1. In its letter brief, Gemini stated that it believed every interrogatory remained in dispute but conceded that the dispute was more significant for some than for others. It conceded that Arundel provided very brief answers to Interrog. Nos. 1-6 but stated that it could not determine if Arundel was actually withholding information on the basis of any of its objections to those interrogatories. Hence, it requested that Arundel withdraw objections to those interrogatories, without prejudice, unless it was in fact withholding information of consequence. It is not clear whether Gemini presses its motion to compel with respect to Interrog. Nos. 1-6; however, to the extent that it does, the motion is DENIED. Gemini, as movant, carries the burden of demonstrating that Arundel, as nonmovant, should be compelled to provide an adequate response to its interrogatories. It fails to do so as to Interrog. Nos. 1-6, presenting no argument that Arundel's answers are insufficient apart from speculation that something might have been withheld. Arundel substantively responded to those interrogatories, as a result of which its objections to them are rendered moot. Gemini further states, in its letter brief, that Interrog. No. 22 can be addressed later, should it ever be an issue. Again, it is unclear whether Gemini presses its motion to compel with respect to that interrogatory. However, to the extent that it does, its motion to compel a response to that interrogatory is DENIED for the reasons discussed below.
2. Arundel argued, both during the May 6, 2016, teleconference with the parties and in its letter briefs, that, while "contention interrogatories" are permissible, they may seek only facts supporting a party's contentions, not the party's legal theories. Gemini did not disagree, arguing in its letter brief that it had defined the phrase "state the basis" in a way that made clear that it was seeking only the facts that supported Arundel's position and not am impermissible legal opinion. However, Interrog. No. 7, on its face, expressly seeks not only facts but also an explanation of Arundel's legal theories.

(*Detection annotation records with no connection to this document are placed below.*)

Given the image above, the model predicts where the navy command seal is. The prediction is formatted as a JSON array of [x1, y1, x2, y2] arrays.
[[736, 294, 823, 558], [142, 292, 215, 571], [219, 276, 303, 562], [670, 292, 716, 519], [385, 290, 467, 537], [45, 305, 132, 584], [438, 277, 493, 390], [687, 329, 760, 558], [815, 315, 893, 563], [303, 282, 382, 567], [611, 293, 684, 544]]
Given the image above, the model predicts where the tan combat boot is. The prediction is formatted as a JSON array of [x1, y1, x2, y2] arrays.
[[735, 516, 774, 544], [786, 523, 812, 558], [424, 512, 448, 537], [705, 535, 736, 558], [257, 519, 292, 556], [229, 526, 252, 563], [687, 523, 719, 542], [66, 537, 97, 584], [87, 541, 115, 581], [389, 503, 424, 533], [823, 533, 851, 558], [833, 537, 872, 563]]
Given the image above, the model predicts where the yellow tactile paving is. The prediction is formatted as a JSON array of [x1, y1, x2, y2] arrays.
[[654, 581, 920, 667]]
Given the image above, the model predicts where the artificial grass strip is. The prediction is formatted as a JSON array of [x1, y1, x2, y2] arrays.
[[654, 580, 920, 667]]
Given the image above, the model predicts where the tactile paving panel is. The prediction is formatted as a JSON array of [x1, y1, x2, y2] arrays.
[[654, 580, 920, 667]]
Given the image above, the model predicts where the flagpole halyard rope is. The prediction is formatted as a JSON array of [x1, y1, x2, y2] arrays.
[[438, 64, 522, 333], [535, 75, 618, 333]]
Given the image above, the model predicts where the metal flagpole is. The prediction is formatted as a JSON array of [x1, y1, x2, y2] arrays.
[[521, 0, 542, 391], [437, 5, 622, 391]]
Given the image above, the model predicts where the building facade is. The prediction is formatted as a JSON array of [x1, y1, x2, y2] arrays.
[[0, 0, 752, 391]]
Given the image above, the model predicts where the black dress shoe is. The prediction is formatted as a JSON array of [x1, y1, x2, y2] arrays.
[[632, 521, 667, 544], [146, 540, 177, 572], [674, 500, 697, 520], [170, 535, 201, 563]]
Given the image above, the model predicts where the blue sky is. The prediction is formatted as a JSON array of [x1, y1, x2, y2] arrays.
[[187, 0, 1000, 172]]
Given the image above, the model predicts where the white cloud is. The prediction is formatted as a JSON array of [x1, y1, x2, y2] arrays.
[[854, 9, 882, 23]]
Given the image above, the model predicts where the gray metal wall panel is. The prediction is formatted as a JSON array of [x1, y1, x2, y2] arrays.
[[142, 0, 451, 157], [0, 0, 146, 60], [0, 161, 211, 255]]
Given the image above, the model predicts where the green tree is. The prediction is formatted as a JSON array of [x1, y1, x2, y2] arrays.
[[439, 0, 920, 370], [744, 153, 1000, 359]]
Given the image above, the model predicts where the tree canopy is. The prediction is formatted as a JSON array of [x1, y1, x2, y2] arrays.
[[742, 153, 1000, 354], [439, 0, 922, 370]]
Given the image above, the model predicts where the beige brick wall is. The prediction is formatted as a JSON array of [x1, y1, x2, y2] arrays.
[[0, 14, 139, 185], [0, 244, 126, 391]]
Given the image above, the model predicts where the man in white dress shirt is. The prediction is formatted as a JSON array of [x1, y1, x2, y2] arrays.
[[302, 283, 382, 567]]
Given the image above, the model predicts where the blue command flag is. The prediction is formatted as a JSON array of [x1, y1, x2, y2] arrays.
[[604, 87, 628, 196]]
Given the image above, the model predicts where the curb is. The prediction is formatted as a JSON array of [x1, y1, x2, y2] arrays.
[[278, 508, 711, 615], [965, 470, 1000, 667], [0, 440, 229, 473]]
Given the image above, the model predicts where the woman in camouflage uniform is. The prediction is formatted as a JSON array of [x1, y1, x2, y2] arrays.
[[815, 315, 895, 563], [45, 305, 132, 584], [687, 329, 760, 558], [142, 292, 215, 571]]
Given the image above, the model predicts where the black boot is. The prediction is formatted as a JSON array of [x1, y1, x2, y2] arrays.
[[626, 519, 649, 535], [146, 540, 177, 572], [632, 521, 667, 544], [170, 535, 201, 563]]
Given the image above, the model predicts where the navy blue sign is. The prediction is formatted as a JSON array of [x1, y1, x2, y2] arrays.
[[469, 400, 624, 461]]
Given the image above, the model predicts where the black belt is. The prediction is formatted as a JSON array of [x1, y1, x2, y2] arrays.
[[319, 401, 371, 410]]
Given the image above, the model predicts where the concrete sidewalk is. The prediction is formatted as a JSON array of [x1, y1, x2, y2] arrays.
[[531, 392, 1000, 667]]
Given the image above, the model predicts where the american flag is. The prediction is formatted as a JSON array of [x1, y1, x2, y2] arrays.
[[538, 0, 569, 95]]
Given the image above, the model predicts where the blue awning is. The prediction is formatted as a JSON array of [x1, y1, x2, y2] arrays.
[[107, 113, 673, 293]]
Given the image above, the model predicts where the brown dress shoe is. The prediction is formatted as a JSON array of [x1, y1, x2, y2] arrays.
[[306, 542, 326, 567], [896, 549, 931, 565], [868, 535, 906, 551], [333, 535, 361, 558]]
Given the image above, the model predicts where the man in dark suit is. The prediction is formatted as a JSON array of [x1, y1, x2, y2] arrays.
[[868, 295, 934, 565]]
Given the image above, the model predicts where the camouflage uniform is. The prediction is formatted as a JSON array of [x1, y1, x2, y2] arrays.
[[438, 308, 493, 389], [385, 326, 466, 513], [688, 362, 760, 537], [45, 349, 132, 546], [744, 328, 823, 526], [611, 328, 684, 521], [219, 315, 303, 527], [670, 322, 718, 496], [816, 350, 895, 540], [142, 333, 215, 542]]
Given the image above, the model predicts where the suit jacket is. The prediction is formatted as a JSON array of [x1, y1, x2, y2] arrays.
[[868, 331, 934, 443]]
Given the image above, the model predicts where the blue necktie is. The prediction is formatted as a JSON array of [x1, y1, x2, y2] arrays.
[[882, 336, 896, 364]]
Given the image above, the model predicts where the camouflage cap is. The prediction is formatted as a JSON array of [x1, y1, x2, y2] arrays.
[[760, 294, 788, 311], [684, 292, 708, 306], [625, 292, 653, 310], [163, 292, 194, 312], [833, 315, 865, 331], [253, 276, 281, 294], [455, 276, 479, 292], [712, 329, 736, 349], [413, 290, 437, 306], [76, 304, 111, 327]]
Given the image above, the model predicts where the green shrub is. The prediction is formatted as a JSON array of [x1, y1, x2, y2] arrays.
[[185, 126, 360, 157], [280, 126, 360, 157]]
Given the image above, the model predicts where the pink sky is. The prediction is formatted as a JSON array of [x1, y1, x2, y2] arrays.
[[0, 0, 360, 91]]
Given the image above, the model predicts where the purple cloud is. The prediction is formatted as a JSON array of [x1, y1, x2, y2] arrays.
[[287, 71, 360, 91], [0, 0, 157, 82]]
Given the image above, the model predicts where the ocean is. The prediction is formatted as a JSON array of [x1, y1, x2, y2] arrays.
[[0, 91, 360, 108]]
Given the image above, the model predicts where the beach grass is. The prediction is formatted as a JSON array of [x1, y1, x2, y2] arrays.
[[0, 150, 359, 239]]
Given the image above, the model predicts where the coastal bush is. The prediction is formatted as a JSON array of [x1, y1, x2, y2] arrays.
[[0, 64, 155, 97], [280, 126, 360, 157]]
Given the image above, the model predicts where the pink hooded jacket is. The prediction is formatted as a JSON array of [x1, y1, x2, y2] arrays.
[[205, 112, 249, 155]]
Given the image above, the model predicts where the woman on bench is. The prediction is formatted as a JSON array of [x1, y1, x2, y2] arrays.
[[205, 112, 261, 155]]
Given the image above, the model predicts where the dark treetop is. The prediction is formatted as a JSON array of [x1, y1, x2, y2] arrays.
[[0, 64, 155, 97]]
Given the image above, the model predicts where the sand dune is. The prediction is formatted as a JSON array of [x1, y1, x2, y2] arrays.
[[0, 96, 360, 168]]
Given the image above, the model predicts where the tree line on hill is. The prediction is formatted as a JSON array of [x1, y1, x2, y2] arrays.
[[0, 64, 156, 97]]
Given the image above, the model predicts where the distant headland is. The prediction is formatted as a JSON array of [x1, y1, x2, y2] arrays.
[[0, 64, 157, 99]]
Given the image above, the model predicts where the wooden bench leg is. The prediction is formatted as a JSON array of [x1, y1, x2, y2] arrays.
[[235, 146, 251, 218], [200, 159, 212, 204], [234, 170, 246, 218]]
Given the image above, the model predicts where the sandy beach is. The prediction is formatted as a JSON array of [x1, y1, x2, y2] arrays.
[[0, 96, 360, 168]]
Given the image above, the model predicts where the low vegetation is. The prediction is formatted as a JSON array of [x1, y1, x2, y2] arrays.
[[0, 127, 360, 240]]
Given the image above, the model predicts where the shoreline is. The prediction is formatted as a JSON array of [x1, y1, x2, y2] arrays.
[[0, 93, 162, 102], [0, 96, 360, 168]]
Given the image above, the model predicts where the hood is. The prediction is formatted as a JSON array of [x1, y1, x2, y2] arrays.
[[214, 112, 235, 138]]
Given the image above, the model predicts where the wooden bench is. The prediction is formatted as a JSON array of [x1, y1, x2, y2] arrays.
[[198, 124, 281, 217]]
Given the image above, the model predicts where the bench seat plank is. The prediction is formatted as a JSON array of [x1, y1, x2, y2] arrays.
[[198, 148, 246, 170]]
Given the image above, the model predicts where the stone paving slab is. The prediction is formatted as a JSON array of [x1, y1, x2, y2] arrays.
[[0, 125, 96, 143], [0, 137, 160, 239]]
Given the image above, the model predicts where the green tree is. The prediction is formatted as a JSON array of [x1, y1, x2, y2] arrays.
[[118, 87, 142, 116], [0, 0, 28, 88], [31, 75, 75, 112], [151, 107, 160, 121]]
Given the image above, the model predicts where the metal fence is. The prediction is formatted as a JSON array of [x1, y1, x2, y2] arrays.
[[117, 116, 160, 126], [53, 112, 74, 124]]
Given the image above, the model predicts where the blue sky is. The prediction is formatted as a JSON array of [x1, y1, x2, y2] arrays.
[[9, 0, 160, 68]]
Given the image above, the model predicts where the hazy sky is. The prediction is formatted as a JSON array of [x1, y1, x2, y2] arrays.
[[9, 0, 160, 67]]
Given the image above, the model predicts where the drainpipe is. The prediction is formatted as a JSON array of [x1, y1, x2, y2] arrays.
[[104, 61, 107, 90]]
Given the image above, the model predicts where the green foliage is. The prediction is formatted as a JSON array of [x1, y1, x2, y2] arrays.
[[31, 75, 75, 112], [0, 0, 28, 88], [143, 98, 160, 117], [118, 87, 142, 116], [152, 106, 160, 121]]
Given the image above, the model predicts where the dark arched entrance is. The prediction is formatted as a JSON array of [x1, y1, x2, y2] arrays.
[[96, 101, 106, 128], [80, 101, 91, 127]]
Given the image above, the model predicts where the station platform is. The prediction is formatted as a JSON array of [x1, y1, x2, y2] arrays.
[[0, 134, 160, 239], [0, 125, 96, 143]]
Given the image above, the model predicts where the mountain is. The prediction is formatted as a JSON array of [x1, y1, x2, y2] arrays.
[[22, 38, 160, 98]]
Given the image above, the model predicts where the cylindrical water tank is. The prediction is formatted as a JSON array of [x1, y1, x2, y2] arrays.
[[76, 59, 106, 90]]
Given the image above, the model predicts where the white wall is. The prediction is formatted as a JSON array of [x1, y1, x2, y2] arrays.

3. Gemini defined "state the basis" to require Arundel to identify every (i) document (and, where pertinent, section, article, or subparagraph thereof), (ii) communication, (iii) act or omission to act on the part of any person (identifying their nature, time, and place, and the persons involved), and (iv) any other fact that was a source of information regarding the alleged facts or legal conclusions referred to in the interrogatory.
4. Gemini disputes this, asserting that Local Rule 56(h) simply requires the parties to meet and confer regarding aspects of the case that are undisputed, such as the transcripts and jury verdict. That is incorrect. The rule requires that, for purposes of a Local Rule 56(h) conference, the parties be prepared to discuss, and the judicial officer to consider, inter alia, "[t]he issues to be addressed by a motion for summary judgment[.]" Loc. R. 56(h)(3)(A). This court's practice in conducting such conferences typically is to discuss with the parties the expected bases for both the motion and any opposition. Gemini also contends that there may never be a Local Rule 56(h) conference because it is more likely that this case will be resolved as a "case stated," meaning, as I understand it, cross-motions for summary judgment on a stipulated record. However, that would not prevent the court from holding a Local Rule 56(h) conference. See Loc. R. 56(h)(3)(E) (topics to be discussed at conference include "[t]he use of a stipulated statement of material facts in addition to or in lieu of, separate statements of material fact") (emphasis added).